Pour les travaux qui auraient nécessité un permis de construire, un permis rétroactif est techniquement possible mais soumis aux mêmes conditions que tout permis ordinaire : conformité au PLU actuel, respect des distances, des hauteurs, des règles de prospect. Un architecte ou un géomètre-expert peut évaluer la faisabilité avant de déposer le dossier. Si la régularisation est impossible – zone agricole inconstructible, dépassement manifeste des règles actuelles – la situation reste bloquée, et la valeur vénale du bien s’en ressent.

Quelle est la situation en Belgique pour les constructions illégales anciennes?

L’urbanisme est une compétence régionale en Belgique, ce qui signifie que les règles diffèrent selon que vous êtes en Wallonie, en Flandre ou à Bruxelles. Pas de régime fédéral uniforme : chaque Région légifère de façon autonome.

En Wallonie, le Code du Développement Territorial (CoDT), entré en vigueur le 1er juin 2017, a introduit une nuance importante. Les infractions dites « non fondamentales » perdent leur caractère délictueux après dix ans, sous trois conditions cumulatives : la construction doit se trouver en zone destinée à l’urbanisation, être conforme aux normes du guide régional d’urbanisme, et l’écart entre la construction réalisée et le permis accordé doit être inférieur à 20 %. Ces trois conditions doivent être réunies simultanément – l’une seule ne suffit pas.

En Flandre, le régime diffère : la prescription urbanistique de cinq ans peut s’appliquer dans certaines configurations, mais les infractions en zone agricole ou naturelle restent imprescriptibles. À Bruxelles, les règles du Code bruxellois de l’Aménagement du Territoire (CoBAT) s’appliquent, avec leurs propres délais et exceptions.

Jurisprudence : ce que les tribunaux ont réellement tranché

Les décisions jurisprudentielles permettent de mesurer concrètement les limites de la prescription. Le Conseil d’État a rappelé à plusieurs reprises qu’un arrêté de péril ou de mise en sécurité peut être pris sur une construction ancienne – y compris au-delà de dix ans – dès lors que le danger est caractérisé et actuel. L’ancienneté de la construction ne fait pas obstacle à la police du bâtiment.

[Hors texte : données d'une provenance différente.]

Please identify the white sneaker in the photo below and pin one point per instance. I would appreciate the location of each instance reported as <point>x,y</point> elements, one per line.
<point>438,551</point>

Les cours administratives d’appel ont par ailleurs précisé que la prescription décennale ne fait pas obstacle à une action en responsabilité civile engagée par un tiers lésé – un voisin dont le terrain a été dégradé par des eaux de ruissellement mal gérées, par exemple. La prescription éteint les sanctions administratives liées à l’urbanisme, pas toutes les voies de recours.

Sur la question de la preuve de la date d’achèvement, les juridictions ont accepté les photographies aériennes IGN comme preuve recevable, à condition qu’elles soient suffisamment précises et que la construction y soit clairement identifiable. Une image floue ou ambiguë ne suffit pas. Le faisceau de preuves convergentes reste la méthode la plus solide devant un tribunal administratif.

La prescription décennale est un outil juridique réel, pas un bouclier absolu. Dix ans de silence administratif ne transforment pas une irrégularité en droit acquis – ils ferment simplement certaines portes aux autorités, tout en laissant d’autres ouvertes.